Governador do Tocantins é alvo de operação da PF por desvio de recursos de cestas básicas durante a pandemia

A Polícia Federal deflagrou uma operação para investigar o desvio de recursos públicos destinados à aquisição de cestas básicas no Tocantins durante a pandemia de covid-19. O governador do estado é um dos alvos, e agentes cumprem mandados de busca e apreensão no Palácio do Governo e em outros endereços ligados ao chefe do Executivo estadual e a investigados.

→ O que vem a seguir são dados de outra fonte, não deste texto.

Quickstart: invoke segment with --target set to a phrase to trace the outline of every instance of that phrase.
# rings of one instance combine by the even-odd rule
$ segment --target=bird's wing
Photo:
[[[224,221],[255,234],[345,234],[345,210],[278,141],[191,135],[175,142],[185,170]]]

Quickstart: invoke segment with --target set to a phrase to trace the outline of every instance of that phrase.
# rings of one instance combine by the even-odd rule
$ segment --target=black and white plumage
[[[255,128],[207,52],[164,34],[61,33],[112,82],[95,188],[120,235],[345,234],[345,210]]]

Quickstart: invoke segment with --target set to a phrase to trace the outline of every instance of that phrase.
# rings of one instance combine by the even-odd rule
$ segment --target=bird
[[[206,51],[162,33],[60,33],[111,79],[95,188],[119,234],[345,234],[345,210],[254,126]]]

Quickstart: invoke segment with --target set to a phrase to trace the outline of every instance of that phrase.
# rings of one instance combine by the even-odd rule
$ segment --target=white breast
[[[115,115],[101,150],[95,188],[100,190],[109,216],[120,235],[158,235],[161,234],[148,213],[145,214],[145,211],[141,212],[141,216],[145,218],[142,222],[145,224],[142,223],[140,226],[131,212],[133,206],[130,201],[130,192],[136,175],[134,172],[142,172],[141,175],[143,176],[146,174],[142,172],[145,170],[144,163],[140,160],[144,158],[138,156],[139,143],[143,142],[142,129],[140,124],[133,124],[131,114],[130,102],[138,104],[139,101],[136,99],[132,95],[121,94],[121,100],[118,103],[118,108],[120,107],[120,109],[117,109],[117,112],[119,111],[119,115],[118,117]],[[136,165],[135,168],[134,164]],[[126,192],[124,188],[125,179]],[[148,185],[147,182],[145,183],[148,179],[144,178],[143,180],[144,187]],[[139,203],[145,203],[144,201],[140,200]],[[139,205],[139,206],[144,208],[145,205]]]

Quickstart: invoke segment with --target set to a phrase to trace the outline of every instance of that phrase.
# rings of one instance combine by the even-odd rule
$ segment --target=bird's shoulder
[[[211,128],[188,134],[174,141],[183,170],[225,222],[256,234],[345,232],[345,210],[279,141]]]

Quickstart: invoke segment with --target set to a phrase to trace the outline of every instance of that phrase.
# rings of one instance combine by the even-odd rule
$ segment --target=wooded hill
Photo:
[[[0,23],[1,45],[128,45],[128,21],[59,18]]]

De acordo com a PF, as apurações tiveram início em 2021, quando indícios de superfaturamento e direcionamento de licitações nas aquisições emergenciais de alimentos durante a pandemia de covid-19 vieram à tona. O esquema teria desviado recursos federais destinados a famílias em situação de vulnerabilidade social.

Entenda o caso

Entre 2020 e 2021, o governo do Tocantins realizou diversas contratações emergenciais para garantir a distribuição de cestas básicas à população carente, como parte das medidas de combate aos efeitos da pandemia. As suspeitas são de que parte desses contratos foi superfaturada, com conluio entre servidores públicos e empresas fornecedoras.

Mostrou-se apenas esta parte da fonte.